François Gemenne : Oui. Et du coup, son ambition de régulateur climatique mondial disparaît peu à peu.
Le processus politique donne l’impression d’arriver au bout de ce qu’il peut donner.
L’accord de Paris reste un horizon assez indépassable. Pour aller plus loin, il faudrait des engagements contraignants — mais personne n’en veut aujourd’hui.
C’est devenu un truc très hybride. Une sorte de Davos du climat.
Même décalage que Davos, si tu veux, beaucoup d’acteurs, beaucoup de rencontres, mais politiquement ça reste bloqué.

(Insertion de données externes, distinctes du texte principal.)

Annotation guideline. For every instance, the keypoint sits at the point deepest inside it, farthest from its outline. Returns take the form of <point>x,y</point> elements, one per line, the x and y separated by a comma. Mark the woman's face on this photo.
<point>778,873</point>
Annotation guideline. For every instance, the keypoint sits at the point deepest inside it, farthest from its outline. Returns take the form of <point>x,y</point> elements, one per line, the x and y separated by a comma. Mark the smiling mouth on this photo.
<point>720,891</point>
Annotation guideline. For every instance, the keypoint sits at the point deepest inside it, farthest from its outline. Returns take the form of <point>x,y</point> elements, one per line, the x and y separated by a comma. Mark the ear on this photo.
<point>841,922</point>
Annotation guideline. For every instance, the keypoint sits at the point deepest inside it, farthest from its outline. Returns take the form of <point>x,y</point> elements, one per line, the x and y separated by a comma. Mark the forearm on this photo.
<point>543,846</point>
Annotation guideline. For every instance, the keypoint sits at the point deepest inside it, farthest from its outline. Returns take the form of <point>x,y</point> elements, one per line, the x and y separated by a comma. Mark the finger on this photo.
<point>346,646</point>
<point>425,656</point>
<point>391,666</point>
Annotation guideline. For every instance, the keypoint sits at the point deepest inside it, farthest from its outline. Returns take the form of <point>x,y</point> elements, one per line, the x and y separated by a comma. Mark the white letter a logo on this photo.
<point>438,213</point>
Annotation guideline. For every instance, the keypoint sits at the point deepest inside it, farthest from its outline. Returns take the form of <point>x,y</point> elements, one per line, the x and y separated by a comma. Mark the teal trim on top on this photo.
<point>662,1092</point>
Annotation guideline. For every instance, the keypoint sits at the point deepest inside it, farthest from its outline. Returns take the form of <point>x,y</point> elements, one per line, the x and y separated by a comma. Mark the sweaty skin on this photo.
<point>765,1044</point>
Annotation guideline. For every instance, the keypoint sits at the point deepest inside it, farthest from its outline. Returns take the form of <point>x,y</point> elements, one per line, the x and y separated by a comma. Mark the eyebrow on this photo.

ENGAGE : Comment dépasser ça ?
François Gemenne : Je vois trois pistes.
Première piste, arrêter de tout focaliser sur la décision finale, impossible à obtenir à 195 car d’autres programmes avancent en parallèle, mais personne ne les regarde.
Deuxième piste, casser la règle du consensus. Permettre à des coalitions de pays d’avancer sur certains sujets. C’est ce que fait la Colombie avec le sommet de Santa Marta sur la sortie des fossiles : rassembler 40 ou 50 pays volontaires. On aura de vrais engagements, en passant du multilatéralisme au minilatéralisme.
Et je plaiderais pour que ces initiatives se fassent dans la COP, pas en dehors, pour ne pas l’affaiblir.
Troisième piste, assumer la fonction marketplace. Permettre aux entreprises, villes, collectivités, de participer réellement à certaines réunions pour sortir de l’ambiguïté.

ENGAGE : Mais la COP, au départ, est un processus politique…
François Gemenne : Oui, je te l’accorde. Mais peut-être faut-il accepter qu’il le soit de moins en moins.
Dans le contexte politique actuel, de fait, je fais aujourd’hui plus confiance à beaucoup de patrons du CAC40 qu’à des dirigeants comme Orban ou Milei pour faire avancer la transition. C’est terrible à dire, mais c’est vrai. C’est une leçon assez tragique pour un social démocrate, mais c’est une réalité.

ENGAGE : Mais il faut quand même un cadre réglementaire.
François Gemenne : Oui, sans doute. J’aimerais croire à la réglementation. Mais attendre la réglementation, c’est comme attendre Godot. Il faut être pragmatique car nous devons avancer.
Aujourd’hui, même dans un contexte très peu porteur, la transition continue malgré la politique, notamment dans les énergies.
Les choses avanceront si les entreprises y trouvent un intérêt économique, si la convergence entre intérêts particuliers ou privés et intérêt général se renforce.

ENGAGE : Un message d’espoir à partager ?
François Gemenne : Le fait que cela continue à attirer beaucoup de monde. La diversité des participants. La rencontre entre des personnes et organisations qui, sinon, ne se rencontreraient jamais.
Aujourd’hui, il faut probablement accepter l’idée qu’une erreur de l’Accord de Paris a été de penser que l’impulsion viendrait des gouvernements. En réalité, elle vient surtout de la société.